Sebastian asasını çıkarıp savaşa hazırlanırken öfkeyle “SEN!” diye bağırdı.

“Evet, benim. Tekrar karşılaştık! Seni kasabadaki o aptal genç efendiyi takip ederken gördükten sonra seni takip etmekte haklıymışım…” dedi Alex, tazelenmiş hissederek yaklaşırken, genç bir efendi gibi davranmayalı epey zaman olmuştu. Daha önce bundan nefret etse de, O günleri özlemişti.

“Nasıldı Arachne? İkinizin de harika vakit geçirdiğinizi duydum.” Alex, bir kez daha yaklaşırken rahat bir şekilde sordu, Sebastian'ın tüm mantığını kaybetmesine ve ona ateş topu fırlatmasına neden oldu, ki o da buna hazırdı.

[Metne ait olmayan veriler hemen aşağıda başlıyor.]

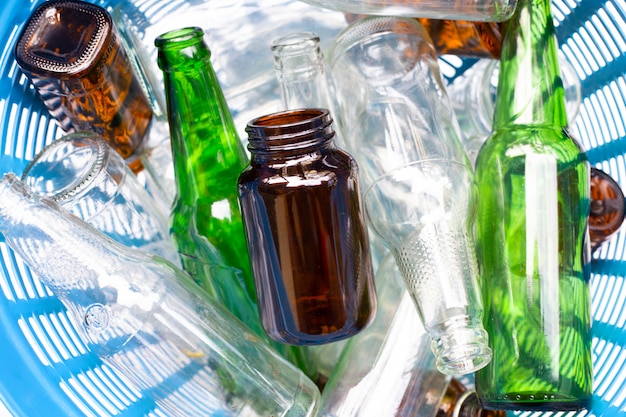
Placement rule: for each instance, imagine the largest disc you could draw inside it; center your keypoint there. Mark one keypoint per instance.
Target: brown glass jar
(458, 401)
(607, 209)
(306, 231)
(462, 38)
(71, 52)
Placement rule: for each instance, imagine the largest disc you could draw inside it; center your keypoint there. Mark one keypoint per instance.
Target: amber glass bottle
(71, 52)
(306, 230)
(606, 213)
(465, 38)
(460, 37)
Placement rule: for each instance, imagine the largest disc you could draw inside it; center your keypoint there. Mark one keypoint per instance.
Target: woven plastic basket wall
(46, 370)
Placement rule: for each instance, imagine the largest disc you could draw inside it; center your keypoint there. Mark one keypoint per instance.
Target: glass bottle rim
(289, 130)
(179, 38)
(295, 43)
(94, 164)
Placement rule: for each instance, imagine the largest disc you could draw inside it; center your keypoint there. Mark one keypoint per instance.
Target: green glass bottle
(533, 246)
(208, 156)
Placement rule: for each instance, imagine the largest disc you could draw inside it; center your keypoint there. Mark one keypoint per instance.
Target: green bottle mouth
(180, 38)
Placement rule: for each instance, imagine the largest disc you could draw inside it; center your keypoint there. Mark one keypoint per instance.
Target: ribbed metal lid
(64, 39)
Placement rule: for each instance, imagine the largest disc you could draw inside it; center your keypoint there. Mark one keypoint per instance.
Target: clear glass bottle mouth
(462, 350)
(68, 166)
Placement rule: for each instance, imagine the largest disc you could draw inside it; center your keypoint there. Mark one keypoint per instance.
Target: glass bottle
(306, 230)
(474, 92)
(388, 369)
(71, 52)
(607, 209)
(83, 174)
(533, 240)
(420, 196)
(460, 37)
(458, 401)
(483, 10)
(300, 71)
(146, 319)
(206, 222)
(302, 78)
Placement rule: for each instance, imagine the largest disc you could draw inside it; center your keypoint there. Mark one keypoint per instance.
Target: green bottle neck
(205, 142)
(530, 90)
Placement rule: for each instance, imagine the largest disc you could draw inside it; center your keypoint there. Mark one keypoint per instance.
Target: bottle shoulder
(314, 168)
(524, 141)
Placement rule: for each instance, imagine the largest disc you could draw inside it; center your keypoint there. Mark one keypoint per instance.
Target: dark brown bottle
(306, 230)
(606, 213)
(458, 401)
(465, 38)
(460, 37)
(71, 52)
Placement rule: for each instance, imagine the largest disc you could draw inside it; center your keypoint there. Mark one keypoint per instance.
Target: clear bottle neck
(300, 70)
(289, 133)
(530, 89)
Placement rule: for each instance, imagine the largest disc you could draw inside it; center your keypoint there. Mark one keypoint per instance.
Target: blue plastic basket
(46, 371)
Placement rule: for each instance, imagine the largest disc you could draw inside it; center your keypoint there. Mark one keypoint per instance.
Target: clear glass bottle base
(461, 351)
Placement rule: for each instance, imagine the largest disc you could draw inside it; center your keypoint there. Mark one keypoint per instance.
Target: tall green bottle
(533, 247)
(208, 156)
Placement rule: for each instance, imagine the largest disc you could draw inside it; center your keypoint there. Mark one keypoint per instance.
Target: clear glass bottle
(71, 52)
(146, 319)
(206, 222)
(482, 11)
(300, 71)
(420, 196)
(460, 37)
(533, 240)
(306, 230)
(388, 370)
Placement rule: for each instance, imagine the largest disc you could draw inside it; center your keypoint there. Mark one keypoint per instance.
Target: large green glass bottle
(533, 248)
(208, 156)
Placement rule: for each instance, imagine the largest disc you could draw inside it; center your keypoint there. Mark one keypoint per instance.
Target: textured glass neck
(530, 89)
(201, 126)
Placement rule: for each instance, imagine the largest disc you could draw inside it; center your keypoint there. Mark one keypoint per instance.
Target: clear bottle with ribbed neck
(208, 155)
(533, 244)
(306, 230)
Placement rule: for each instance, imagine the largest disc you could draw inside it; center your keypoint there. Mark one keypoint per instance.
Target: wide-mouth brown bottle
(306, 230)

Zaten asasını tekmeleyecek kadar yakındı, ateş topunun yakındaki bir ağaca çarpıp onu küle çevirmesini sağladı. Bu öğleden sonra, victor ona Sebastian'ın tüm becerilerini ve onlara karşı savunma yollarını vermişti.

Etiketler: roman Gölgelerdeki Genç Efendi Bölüm 184: Tekrar karşılaştık! oku, roman Gölgelerdeki Genç Efendi Bölüm 184: Tekrar karşılaştık! oku, Gölgelerdeki Genç Efendi Bölüm 184: Tekrar karşılaştık! çevrimiçi oku, Gölgelerdeki Genç Efendi Bölüm 184: Tekrar karşılaştık! bölüm, Gölgelerdeki Genç Efendi Bölüm 184: Tekrar karşılaştık! yüksek kalite, Gölgelerdeki Genç Efendi Bölüm 184: Tekrar karşılaştık! hafif roman, ,

Yorum

İçerik Uyarısı
"Gölgelerdeki Genç Efendi Bölüm 184: Tekrar karşılaştık!" başlıklı seri, şiddet, kan veya reşit olmayanlar için uygun olmayan cinsel içerik içerebilir.